L'épreuve de la norme
Justice constitutionnelle et réforme politique au Maroc

Le constitutionnaliste traditionnel essaie toujours de ne s’intéresser qu’aux éléments qui exercent une influencent directe sur le processus normatif, indépendamment des facteurs extra-juridiques qui pourraient venir ponctuer l’élaboration de la règle juridique mettant en relation les pouvoirs d’Etat.
Dans cette ignorance, méthodique il faut le dire, il est recherché le maximum de détachement et l’annihilation de l’influence du politique sur le tracé institutionnel régulant les différents pouvoirs. Or, il est évident que ce détachement occulte toute une trame de comportements qui, s’ils ne sont pas à la source de la règle juridique, n’en demeurent pas moins les instigateurs réels et les ‘’façonniers’’ impénitents de la cohabitation inégalitaire entre le politique, le juridique et les déterminants économiques de la structure sociale dans son ensemble.
Cette ingérence du politique, dans un terrain sensé être une réserve exclusive d’un pouvoir normatif indécrottable, exerce en fait une attirance irrésistible sur le conscient du constitutionnaliste.
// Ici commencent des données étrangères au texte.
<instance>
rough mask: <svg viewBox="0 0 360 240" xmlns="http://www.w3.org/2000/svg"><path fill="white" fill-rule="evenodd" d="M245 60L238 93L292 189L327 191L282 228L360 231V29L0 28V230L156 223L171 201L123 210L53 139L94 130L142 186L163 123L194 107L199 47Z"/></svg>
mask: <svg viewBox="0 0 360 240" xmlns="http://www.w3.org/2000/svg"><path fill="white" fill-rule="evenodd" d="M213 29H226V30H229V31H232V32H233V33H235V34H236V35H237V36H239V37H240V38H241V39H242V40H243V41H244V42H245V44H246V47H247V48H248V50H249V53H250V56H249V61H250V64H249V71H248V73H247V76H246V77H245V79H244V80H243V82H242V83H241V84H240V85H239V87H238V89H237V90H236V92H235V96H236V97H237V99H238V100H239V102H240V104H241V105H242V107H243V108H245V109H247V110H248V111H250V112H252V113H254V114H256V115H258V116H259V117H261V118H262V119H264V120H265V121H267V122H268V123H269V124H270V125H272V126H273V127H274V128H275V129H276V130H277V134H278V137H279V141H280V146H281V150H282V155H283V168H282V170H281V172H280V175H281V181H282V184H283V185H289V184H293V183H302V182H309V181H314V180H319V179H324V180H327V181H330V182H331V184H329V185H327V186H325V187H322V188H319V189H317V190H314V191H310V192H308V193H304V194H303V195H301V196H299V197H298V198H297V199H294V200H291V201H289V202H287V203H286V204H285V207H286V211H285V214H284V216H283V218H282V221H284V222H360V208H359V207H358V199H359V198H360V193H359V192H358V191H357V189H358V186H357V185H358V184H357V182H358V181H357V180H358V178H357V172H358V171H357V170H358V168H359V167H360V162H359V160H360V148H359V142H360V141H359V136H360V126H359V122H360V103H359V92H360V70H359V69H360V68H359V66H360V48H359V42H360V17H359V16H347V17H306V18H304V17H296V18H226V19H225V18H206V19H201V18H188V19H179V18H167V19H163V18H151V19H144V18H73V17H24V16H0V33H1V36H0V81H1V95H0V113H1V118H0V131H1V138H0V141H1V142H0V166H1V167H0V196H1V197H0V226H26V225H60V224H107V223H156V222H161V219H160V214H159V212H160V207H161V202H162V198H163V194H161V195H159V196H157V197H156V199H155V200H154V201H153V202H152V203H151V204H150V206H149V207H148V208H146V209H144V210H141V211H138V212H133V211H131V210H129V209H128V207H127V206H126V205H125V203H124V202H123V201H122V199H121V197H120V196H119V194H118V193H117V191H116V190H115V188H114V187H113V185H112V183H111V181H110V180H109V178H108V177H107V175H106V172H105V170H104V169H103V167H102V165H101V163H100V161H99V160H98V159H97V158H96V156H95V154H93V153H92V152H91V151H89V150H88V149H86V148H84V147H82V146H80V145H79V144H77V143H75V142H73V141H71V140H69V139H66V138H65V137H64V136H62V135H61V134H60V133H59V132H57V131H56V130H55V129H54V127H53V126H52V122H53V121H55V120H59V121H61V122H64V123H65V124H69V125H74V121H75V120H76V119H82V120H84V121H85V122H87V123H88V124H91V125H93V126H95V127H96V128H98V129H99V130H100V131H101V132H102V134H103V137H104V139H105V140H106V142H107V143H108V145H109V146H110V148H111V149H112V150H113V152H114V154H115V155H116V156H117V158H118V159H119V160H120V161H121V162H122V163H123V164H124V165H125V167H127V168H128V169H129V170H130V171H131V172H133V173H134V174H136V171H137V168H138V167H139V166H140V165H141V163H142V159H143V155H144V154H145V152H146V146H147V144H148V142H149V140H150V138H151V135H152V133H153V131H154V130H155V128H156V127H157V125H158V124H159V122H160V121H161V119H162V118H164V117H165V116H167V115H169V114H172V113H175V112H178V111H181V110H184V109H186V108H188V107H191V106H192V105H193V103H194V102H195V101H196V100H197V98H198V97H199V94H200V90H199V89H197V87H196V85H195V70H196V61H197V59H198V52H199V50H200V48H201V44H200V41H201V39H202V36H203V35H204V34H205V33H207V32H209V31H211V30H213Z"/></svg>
Ce qui se traduit par des envolées détournées et qui, sans s’attaquer de front à la pénétration du politique dans le cycle normatif, cherchent à l’appréhender dans une sémantique rébarbative : légitimation, délégitimation, usurpation, conflit de droit… Et, ce qui constitue pour le moins une dérision, cette distanciation quasi-hermétique entre le droit et le politique ne se comprend pas d’un point de vue politique pur.
Ne voulant pas intervenir dans le jeu de pouvoirs, et encore moins dans la lutte d’influence que se mènent les acteurs politiques, le constitutionnaliste de la périphérie occidentale harpente les étages sinueux de la rigueur juridique, pour ne pas être partie prenante dans les arcanes de redistribution des parcelles de pouvoir et du process de légitimation d’un pouvoir d’Etat soit usurpé, soit charpenté sur mesure.